Scientists at the University of Edinburgh claim research has shown that up to 90 per cent of a horse's lifetime winnings can be attributed to how the horse is reared, trained and ridden – and not how it is bred or its parentage.  
The study, published in Biology Letters journal, compared the stud fees, winnings and lifetime earnings of more than 4,000 thoroughbred horses used for racing and breeding since 1922.  
They found that although there is genetic variation for how much prize money a horse wins, paying out higher stud fees does not necessarily buy access to the best genes.  
Dr Alastair Wilson, of the University of Edinburgh's School of Biological Sciences, who led the selective breeding research, said: “The offspring of expensive stallions might tend to win more money, but not necessarily because they have inherited the best genes.  

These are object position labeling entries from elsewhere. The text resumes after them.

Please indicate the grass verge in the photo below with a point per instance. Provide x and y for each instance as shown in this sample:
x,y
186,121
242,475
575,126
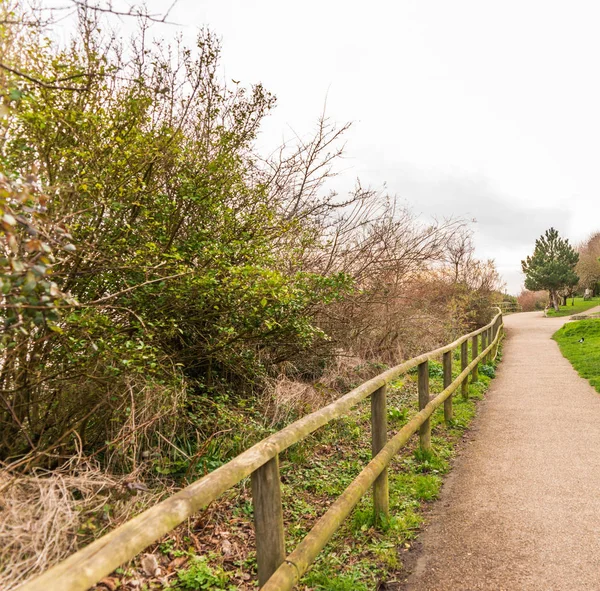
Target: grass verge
x,y
580,305
215,550
584,356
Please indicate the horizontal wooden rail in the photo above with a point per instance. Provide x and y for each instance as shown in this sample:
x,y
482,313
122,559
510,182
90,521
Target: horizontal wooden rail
x,y
87,566
297,563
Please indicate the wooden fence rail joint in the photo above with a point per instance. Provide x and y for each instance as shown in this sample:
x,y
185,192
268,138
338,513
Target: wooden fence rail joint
x,y
86,567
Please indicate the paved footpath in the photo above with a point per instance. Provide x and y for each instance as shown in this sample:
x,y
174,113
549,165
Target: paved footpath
x,y
521,508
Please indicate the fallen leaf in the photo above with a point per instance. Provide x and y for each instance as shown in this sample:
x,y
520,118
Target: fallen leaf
x,y
149,564
110,583
227,548
178,562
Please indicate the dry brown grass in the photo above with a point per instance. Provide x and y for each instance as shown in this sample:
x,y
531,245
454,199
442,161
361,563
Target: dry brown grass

“It is likely that those breeders who are best able to pay high stud fees are also those who are able to spend more on care of the horse, how it is trained and who rides it, all of which will contribute more to how much it will win. Of course, if every breeder is spending a lot on the care and training of the horse, then the difference between winning or losing will come down to the smaller details, such as who the parents are.  
“So picking the best genes can give an edge, but it is by no means clear that the best genes come with the highest price tag.”  
Horseracing is a multi-million pound industry and the high stakes mean that breeders will spend vast sums of money trying to buy the best genes for their horses. Breeders are prepared to pay extra if a stallion and its offspring have a good reputation. However, with the increasing availability of hi-tech training and fittening methods, a horse’s genetics may not be the deciding factor for much longer.